Exposés à la vue du public
Mais comment justifier que les prisonniers soient exposés à la vue de tous ? "Les gens nous insultent, se moquent de nous, nous traitent de voleurs… ", déplore Sandrine B. Au Cameroun les détenus ne sont pas transférés dans la discrétion, en violation des règles minima des Nations Unies pour le traitement des prisonniers. "Lorsque les prisonniers sont amenés à l'établissement ou en sont extraits, ils doivent être exposés aussi peu que possible à la vue du public, et des dispositions doivent être prises pour les protéger des insultes, de la curiosité du public et de toute espèce de publicité", précisent les Nations Unies. Pour certains d’entre eux, cette situation est plus une contrainte qu’un affront. "On est obligé de se déplacer à pied sur plus d’un kilomètre et demi. Quand la journée est ensoleillée, on est assuré d’avoir des maux de tête au retour", affirme Ayi Agny Augustin, un détenu qui se plaint de s'être rendu plus de trente deux fois au tribunal en trois ans, sans être jugé.
La situation est plus difficile pour ceux qui ont fait appel d’une décision de justice. Ils doivent emprunter à leurs frais des moyens de transport pour se rendre à la cour d’appel de Bafoussam. Du coup, ils doivent débourser jusqu’à 4000 FCfa pour supporter les coûts de leur transport et ceux des geôliers qui les escortent. N’ayant pas d’argent pour effectuer des allers-retours, les détenus démunis sont obligés d’adresser une demande au délégué régional de l’administration pénitentiaire afin d’obtenir un transfèrement à la prison de Bafoussam. "Ils trouvent préférable d’aller purger leur peine dans cette ville pour ne plus payer les frais de taxi et honorer facilement leur convocation au tribunal", explique le régisseur.

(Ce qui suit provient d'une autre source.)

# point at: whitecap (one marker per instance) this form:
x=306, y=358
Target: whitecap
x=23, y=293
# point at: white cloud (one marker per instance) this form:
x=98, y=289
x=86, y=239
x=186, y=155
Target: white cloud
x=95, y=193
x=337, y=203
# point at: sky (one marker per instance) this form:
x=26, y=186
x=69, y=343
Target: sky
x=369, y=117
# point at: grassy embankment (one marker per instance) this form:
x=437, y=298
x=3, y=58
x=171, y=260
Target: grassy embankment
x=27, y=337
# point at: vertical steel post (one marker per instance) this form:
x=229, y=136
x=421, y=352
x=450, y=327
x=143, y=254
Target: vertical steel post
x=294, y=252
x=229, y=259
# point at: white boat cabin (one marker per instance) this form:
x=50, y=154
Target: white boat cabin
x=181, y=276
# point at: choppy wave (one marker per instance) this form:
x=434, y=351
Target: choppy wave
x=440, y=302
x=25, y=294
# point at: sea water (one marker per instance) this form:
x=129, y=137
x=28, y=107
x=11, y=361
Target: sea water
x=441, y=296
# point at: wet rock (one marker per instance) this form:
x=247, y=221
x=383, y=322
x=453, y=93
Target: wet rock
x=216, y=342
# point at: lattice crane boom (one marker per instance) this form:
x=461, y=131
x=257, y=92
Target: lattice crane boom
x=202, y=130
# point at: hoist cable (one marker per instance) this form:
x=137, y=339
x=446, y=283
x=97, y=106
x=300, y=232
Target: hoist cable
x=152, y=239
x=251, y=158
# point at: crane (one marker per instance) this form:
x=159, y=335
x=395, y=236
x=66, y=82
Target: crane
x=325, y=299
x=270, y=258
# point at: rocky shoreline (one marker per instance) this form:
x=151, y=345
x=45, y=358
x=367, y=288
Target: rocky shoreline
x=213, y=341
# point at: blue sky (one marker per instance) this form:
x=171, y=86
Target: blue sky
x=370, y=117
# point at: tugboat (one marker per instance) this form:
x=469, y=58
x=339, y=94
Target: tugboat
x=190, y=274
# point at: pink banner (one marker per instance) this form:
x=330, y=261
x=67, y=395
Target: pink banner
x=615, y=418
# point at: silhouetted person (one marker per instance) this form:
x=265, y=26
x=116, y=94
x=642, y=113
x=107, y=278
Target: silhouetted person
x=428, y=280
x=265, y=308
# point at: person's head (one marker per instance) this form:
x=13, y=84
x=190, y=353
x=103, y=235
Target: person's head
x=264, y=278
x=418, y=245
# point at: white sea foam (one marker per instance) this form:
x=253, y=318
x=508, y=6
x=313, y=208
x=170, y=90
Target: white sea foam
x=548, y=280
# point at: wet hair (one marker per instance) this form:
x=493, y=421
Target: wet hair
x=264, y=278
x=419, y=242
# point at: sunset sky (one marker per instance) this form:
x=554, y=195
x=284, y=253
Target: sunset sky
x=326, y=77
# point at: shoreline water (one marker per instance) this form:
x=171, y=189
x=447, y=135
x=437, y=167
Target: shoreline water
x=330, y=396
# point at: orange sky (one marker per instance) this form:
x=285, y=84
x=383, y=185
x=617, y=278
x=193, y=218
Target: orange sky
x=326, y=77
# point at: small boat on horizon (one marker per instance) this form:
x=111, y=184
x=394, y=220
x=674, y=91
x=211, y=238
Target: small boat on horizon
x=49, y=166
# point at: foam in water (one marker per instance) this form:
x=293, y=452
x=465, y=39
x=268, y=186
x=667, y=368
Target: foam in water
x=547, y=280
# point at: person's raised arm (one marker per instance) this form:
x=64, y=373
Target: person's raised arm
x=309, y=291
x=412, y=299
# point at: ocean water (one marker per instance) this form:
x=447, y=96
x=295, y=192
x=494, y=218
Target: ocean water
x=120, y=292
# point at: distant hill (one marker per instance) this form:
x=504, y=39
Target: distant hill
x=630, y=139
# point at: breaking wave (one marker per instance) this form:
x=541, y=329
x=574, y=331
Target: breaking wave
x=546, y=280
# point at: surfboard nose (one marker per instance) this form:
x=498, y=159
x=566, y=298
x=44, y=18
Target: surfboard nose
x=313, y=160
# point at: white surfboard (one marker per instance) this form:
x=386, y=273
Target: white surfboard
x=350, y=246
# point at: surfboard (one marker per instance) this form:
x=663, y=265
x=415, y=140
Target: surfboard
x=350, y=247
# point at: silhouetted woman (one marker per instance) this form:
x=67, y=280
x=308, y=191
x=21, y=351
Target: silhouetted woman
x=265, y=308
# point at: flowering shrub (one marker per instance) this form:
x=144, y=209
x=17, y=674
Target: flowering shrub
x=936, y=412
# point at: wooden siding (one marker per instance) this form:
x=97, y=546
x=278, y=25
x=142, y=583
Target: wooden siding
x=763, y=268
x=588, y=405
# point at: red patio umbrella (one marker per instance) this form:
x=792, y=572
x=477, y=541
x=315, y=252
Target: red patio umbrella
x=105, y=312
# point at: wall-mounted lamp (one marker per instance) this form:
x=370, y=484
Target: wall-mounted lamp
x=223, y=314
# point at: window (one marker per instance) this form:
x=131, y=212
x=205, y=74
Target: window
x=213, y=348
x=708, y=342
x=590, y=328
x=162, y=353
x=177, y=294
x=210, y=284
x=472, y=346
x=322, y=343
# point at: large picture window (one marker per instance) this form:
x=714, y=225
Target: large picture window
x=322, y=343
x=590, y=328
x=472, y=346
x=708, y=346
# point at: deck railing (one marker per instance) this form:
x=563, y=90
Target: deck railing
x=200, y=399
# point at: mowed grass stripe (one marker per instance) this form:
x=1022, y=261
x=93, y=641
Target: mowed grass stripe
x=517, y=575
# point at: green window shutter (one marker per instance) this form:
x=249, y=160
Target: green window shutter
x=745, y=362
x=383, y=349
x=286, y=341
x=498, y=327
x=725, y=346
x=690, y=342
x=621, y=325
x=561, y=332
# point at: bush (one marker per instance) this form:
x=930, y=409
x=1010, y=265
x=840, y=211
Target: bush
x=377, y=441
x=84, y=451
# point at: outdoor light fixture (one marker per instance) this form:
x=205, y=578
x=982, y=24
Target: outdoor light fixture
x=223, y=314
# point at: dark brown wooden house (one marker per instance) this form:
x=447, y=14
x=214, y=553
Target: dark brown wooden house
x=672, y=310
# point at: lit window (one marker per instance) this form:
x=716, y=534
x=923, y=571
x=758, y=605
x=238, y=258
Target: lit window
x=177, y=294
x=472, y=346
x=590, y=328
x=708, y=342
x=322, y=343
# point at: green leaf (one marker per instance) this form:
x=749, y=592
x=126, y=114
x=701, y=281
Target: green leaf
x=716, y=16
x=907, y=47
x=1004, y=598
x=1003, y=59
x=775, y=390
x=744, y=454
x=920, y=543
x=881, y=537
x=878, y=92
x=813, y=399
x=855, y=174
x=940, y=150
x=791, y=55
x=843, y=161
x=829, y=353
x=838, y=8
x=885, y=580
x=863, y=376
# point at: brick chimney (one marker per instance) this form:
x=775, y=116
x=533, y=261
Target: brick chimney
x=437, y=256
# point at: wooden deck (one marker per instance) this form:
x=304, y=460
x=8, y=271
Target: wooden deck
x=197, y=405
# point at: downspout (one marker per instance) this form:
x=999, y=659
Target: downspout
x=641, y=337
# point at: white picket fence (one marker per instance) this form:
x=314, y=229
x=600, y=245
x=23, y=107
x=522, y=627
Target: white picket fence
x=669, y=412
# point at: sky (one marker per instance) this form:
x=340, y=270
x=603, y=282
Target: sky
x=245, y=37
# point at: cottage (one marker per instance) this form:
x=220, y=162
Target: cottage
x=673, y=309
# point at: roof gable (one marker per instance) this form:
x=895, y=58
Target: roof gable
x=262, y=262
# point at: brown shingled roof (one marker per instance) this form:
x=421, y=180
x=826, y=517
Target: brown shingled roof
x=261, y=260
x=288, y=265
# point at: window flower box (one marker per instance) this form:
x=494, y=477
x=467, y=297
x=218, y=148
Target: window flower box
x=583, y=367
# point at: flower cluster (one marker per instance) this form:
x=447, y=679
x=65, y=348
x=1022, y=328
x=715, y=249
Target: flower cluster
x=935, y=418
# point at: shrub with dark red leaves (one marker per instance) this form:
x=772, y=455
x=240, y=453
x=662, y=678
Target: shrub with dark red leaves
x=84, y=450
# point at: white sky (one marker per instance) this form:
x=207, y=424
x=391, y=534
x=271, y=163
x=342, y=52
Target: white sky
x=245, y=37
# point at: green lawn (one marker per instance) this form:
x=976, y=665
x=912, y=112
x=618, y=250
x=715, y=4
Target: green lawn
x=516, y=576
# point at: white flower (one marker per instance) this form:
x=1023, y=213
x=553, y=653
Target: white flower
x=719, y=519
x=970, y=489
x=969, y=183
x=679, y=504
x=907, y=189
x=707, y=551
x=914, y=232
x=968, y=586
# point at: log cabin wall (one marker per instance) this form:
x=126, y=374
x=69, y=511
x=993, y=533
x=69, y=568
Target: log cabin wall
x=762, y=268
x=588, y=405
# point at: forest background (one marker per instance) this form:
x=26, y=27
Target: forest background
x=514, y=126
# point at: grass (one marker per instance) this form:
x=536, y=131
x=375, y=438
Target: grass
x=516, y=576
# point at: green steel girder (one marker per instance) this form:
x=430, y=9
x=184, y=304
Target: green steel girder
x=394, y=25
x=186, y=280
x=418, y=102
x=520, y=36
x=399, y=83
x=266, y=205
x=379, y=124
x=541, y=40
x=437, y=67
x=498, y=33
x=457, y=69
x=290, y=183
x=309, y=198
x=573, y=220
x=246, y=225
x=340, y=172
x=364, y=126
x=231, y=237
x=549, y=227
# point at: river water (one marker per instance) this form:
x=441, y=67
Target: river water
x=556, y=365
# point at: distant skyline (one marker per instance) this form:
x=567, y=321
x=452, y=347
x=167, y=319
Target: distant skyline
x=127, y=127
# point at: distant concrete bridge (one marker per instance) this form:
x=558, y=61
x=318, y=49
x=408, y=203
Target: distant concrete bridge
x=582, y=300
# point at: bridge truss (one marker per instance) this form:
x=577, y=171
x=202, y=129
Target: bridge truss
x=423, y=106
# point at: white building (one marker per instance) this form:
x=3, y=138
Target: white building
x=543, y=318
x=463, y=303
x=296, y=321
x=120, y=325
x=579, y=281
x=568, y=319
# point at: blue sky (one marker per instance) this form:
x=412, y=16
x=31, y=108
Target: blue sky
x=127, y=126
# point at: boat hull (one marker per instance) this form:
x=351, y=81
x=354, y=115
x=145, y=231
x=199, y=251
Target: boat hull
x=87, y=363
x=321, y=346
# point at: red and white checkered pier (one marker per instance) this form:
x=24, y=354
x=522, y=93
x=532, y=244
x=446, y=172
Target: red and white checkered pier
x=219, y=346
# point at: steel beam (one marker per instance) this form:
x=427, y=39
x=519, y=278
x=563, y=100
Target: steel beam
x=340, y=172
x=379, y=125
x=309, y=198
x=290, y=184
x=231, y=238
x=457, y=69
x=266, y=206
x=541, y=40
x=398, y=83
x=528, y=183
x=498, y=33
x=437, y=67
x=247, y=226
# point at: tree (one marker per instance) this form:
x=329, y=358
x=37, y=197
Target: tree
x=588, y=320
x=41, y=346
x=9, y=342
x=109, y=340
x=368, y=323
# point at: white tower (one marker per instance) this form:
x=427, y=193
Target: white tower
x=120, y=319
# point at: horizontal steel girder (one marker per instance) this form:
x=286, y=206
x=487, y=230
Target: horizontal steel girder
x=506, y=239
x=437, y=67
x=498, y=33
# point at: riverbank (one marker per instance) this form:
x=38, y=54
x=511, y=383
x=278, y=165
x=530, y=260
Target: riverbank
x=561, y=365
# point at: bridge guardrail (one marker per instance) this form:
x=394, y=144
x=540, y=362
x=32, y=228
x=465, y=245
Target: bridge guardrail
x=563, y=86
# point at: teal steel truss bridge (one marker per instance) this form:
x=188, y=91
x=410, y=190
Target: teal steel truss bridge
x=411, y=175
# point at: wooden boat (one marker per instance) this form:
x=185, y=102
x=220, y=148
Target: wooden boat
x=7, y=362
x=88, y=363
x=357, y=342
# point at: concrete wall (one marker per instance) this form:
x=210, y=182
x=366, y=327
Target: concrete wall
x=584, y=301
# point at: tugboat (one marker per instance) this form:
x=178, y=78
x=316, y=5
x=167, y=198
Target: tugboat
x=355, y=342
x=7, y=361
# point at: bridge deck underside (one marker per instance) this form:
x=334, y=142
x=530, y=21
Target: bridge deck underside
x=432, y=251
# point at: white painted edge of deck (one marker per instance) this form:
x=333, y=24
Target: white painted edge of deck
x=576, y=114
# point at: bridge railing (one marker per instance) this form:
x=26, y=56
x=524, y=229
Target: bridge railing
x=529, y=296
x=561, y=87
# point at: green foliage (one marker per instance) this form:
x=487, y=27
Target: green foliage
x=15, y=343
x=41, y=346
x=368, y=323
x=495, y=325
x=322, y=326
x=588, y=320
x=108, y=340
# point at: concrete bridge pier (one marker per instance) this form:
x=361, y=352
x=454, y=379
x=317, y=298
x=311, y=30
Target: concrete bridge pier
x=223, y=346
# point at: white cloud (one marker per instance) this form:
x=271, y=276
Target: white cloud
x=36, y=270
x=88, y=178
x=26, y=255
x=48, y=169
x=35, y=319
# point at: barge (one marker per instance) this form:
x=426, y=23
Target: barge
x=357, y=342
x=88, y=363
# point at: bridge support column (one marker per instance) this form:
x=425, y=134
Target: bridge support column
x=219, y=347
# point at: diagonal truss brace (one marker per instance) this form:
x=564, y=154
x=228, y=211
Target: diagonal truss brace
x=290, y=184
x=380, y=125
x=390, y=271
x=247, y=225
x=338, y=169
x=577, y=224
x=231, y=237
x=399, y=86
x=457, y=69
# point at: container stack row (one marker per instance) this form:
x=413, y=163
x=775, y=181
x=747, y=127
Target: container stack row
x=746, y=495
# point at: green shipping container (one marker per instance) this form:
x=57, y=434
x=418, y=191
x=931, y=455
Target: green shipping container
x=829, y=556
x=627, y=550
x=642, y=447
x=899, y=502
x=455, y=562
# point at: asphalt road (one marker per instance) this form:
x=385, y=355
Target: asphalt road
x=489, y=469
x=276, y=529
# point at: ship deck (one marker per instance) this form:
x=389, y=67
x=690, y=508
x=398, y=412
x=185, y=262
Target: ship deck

La situation a heureusement évolué, depuis dix ans, avec la création par le tribunal militaire de Bafoussam d’un bureau à Foumban. Cela permet aux détenus accusés de crime à mains armés de ne plus débourser de l’argent pour répondre à la convocation des juges. "Le tribunal militaire accorde une audience aux détenus, chaque semaine, dans ce bureau", assure Zacharie Sangou.

Des geôliers en danger
L’absence de véhicules roulants pourrait aussi s’avérer dangereuse pour les gardiens de prison, même si, jusqu’à présent, aucune évasion n’a été enregistrée pendant les transfèrements à pied. "Les détenus reviennent souvent des escortes à des heures tardives. Dans l’obscurité, nous, les geôliers, ne sommes pas à l’abri des agressions. C’est d’autant plus dangereux qu’en ce moment le taux de criminalité a augmenté", indique Sam Moukolo, un major-chef de la prison.
Chargé de programmes à l’Action des chrétiens contre l'abolition de la torture (Acat Cameroun), Armand Matna dénonce l’absence de moyens de transport pour les détenus de la prison principale de Foumban. " Il revient au gouvernement de doter les prisons de véhicules pour le transfert des détenus", affirme-t-il. Cette position est  celle défendue par les Nations Unies. "Le transport des détenus doit se faire aux frais de l'administration et sur un pied d'égalité pour tous", recommande l’organisation internationale dans ses règles minima pour le traitement des détenus.